Durante uno de estos espectáculos, a comienzos del siglo XVIII, un noble y su caballo fueron derribados por la embestida del toro. El noble quedó apresado bajo su montura, indefenso ante los cuernos del toro al que había querido matar. Al disponerse éste a hundir las astas en su cuerpo, uno de los pobres lugareños alquilados para el servicio de la plaza de la Real Maestranza, saltó al ruedo. Empleando como engaño su sombrero andaluz de ala ancha, se atrajo al toro, alejándolo del indefenso jinete. Después, para admiración y espanto de sus nobles patronos, siguió agitando el sombrero ante los ojos del toro y, atrayendo la mirada del animal con sus movimientos, hizo que el astado pasara una y otra vez junto a su cuerpo.

Aquel pobre hombre se llamaba Francisco Romero. Era peón carpintero, pero, con los espontáneos movimientos de su sombrero andaluz, había fundado el rito de la moderna corrida de toros, lucha entre un toro y un hombre a pie, con el oscilante señuelo de un trozo de paño.

Durante treinta años, a partir de aquel día, Francisco Romero lidió toros a pie. Inventó la muleta, el paño rojo de los toreros, que remplazó al sombrero como engaño. Cuando murió, era el primer matador de toros de España, y su improvisada acción en la plaza de la Real Maestranza de Ronda había cambiado para siempre la naturaleza de las corridas. Había transformado un arte ecuestre en una hazaña de un hombre a pie. El pasatiempo de los nobles españoles, realizado ahora por sus campesinos, se convirtió en espectáculo para la gente acomodada, representado para ella por los pobres y hambrientos hijos del país. Pero el peón carpintero de Ronda murió rico, y la cosecha de su vida abrió nuevos horizontes a sus pobres paisanos.

A partir de aquella tarde en Ronda, los jóvenes pobres de Andalucía tuvieron un camino para huir del hambre, un camino que pasaba frente a los cuernos de un toro bravo en los atardeceres de verano de los días españoles. Son a millares los que siguieron este camino durante los dos siglos y medio transcurridos desde que Francisco Romero lo abrió con el revoloteo de su sombrero andaluz. A unos pocos los condujo a una riqueza y a una fama como no pudieron imaginar en sus sueños de mozos pobres. A la mayoría, los llevó a la desesperación y al dolor. Y a más de cuatrocientos hijos de España los llevó a la tumba.

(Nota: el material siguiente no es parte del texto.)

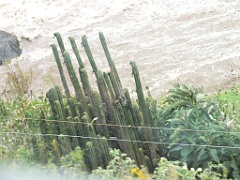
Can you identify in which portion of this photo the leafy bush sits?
[158,84,240,179]
[153,158,229,180]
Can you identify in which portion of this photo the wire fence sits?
[0,116,240,150]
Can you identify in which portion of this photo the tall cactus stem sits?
[54,32,66,55]
[82,36,98,76]
[51,44,70,98]
[63,52,87,108]
[69,37,85,69]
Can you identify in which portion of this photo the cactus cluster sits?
[47,32,159,171]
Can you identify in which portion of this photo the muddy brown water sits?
[0,0,240,97]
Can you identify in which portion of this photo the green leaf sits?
[210,149,219,163]
[170,145,183,152]
[197,147,206,161]
[186,136,196,144]
[198,136,207,143]
[181,146,191,162]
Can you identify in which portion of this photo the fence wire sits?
[0,116,240,150]
[2,116,240,135]
[0,132,240,150]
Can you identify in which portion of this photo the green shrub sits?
[158,84,240,179]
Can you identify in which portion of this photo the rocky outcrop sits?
[0,30,22,65]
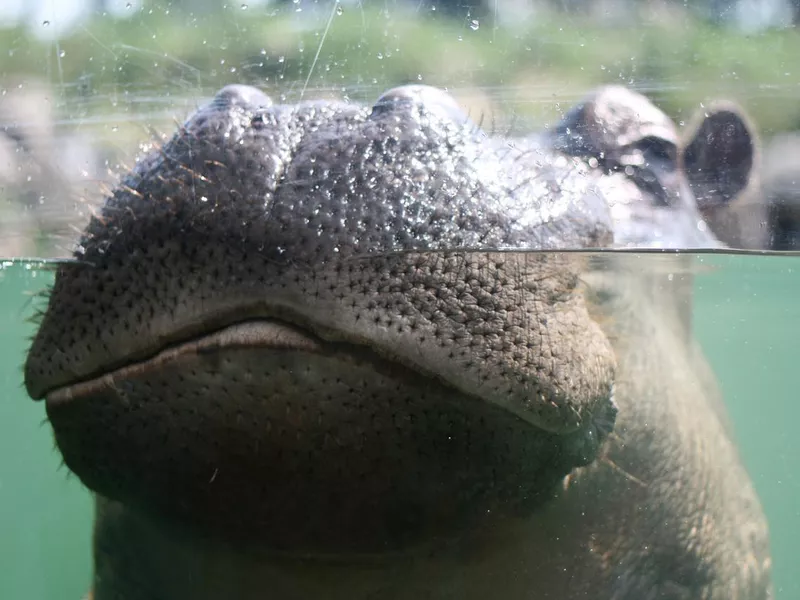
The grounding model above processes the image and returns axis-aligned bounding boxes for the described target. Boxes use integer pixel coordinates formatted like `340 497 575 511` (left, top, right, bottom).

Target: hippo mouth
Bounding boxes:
39 304 615 553
45 319 323 407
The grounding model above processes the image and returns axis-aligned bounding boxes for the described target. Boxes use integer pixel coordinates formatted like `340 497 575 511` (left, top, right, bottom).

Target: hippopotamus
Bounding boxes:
762 131 800 251
25 85 772 600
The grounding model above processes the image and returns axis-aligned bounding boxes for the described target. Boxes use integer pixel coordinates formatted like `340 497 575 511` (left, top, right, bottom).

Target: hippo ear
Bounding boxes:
683 103 757 211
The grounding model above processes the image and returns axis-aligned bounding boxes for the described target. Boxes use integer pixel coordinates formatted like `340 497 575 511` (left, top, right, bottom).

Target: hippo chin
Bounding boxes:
25 86 772 600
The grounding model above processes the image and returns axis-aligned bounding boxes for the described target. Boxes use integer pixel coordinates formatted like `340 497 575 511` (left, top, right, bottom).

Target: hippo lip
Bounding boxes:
45 318 323 406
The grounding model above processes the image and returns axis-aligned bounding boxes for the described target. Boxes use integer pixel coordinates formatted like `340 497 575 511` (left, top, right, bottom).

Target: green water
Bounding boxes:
0 255 800 600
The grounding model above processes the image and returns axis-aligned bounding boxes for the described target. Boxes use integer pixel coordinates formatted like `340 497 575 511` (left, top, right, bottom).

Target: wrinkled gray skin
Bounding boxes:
25 86 771 600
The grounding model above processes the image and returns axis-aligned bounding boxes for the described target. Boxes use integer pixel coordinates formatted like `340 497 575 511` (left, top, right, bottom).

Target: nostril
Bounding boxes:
370 85 468 125
213 84 272 111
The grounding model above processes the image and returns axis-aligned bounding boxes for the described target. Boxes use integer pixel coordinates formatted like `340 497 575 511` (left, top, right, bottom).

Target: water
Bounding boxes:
0 254 800 600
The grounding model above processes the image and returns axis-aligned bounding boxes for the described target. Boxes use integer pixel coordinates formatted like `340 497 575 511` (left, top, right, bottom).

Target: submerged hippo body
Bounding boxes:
25 86 771 600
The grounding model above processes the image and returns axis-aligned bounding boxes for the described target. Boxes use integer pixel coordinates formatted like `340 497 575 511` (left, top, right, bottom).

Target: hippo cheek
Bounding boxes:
40 321 600 553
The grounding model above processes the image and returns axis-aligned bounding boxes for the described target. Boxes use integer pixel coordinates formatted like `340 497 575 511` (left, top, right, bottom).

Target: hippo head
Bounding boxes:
20 86 749 552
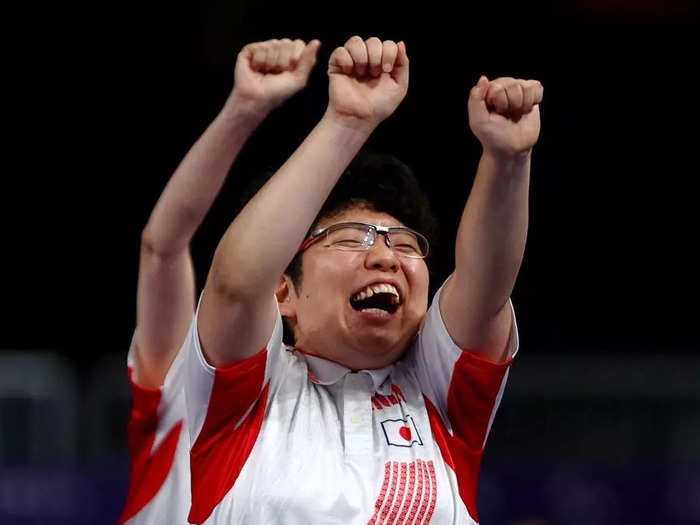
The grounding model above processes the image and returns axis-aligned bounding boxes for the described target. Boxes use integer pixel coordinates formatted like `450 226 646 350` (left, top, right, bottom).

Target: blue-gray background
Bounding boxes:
0 1 700 525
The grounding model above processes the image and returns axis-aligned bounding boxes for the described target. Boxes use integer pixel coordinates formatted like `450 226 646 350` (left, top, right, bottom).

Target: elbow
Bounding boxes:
141 223 188 260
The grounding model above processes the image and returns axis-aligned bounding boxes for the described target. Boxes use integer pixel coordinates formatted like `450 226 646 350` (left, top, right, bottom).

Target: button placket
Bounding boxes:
343 373 373 456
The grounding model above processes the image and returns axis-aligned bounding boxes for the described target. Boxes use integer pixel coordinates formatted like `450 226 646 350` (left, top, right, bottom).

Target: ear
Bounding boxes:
275 275 296 324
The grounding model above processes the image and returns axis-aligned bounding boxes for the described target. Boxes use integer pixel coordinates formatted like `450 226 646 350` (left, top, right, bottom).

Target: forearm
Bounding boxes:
455 153 530 316
209 113 373 296
143 92 267 256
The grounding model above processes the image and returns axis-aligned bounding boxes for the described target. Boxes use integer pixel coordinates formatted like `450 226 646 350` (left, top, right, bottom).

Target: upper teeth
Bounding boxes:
352 283 399 303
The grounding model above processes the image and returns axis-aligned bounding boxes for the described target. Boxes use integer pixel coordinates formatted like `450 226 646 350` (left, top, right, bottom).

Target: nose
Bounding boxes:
365 233 400 272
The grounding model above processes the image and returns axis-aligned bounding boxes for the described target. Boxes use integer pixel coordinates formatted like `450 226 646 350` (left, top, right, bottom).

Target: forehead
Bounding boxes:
318 206 405 228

Ésta es la historia del largo y penoso viaje de un hombre que siguió aquel camino.

Capítulo 1

La corrida (I)


I TE, missa est. (Idos, la misa ha terminado).

Por un instante, las palabras del sacerdote parecieron aletear en las oscuras sombras de la iglesia, suspendidas en el aire húmedo como una nubecilla brotada de un incensario. Después, el grupo de mujeres tocadas de negros mantos y arrodilladas en la penumbra delante de aquél, pronunció la respuesta, apenas audible, como final del sagrado murmullo de la misa:

Deo gratias.

Oídas estas palabras, don Juan Espinosa Carmona volvió su robusto corpachón hacia el altar que tenía a su espalda. Mientras tanto, los crujidos de los reclinatorios de madera anunciaron la partida del puñado de viudas que acababan de oír su misa diaria en la iglesia de Nuestra Señora de Covadonga. Eran las ocho de la mañana. Fuera, la ciudad de Madrid despertaba a la vida. Hileras de camiones pasaban ruidosamente por la plaza de Roma, frente a las grandes puertas de roble de la iglesia de Nuestra Señora de Covadonga, para salir de Madrid en dirección al Norte, hacia Guadalajara, Zaragoza y el mar.